That sum - about a third of the ecosanctuary’s annual sponsorship budget - provided an assurance the organisation could meet its operating budget needs for some time, Otago Natural History Trust chairman Colin Campbell-Hunt said.
"It will go the annual running costs of this place.
"We certainly need to start budgeting for fence replacement.
"The fence here is now 10 years old, and it is starting to show signs of wear and we recognise that is starting to become a risk for us ..."
"We need money like this to keep the place going.
"Yes, we do have grand plans and ambitions, and we can now raise more money for that."
The agreement came about after Doc and ratepayer-owned City Forests renegotiated an existing arrangement. When City Forests was established, a section of exotic timber in Silverpeaks within Doc lands was in City Forests’ ownership, and revenue from it was given to the ecosanctuary.
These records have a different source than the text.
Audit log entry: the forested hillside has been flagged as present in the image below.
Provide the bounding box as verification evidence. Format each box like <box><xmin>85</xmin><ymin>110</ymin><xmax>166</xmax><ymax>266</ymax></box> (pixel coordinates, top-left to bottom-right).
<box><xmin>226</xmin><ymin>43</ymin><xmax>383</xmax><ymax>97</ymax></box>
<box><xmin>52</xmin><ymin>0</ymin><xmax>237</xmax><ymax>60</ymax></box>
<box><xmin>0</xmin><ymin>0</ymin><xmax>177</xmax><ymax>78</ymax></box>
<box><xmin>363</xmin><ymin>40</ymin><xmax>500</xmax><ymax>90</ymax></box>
"It was a very sporadic cash flow," City Forests chief executive Grant Dodson said.‘‘City Forests started thinking about how we could make this work better for everybody.
"Log prices are fantastic at the moment.
"Initially, the agreement was worth maybe $100,000 but once we revalued it, it was worth $235,000 roughly.
"What City Forests will do is frontload that agreement and pay the trust $30,000 a year for eight years.
"In return, Doc has effectively gifted the trees to City Forests."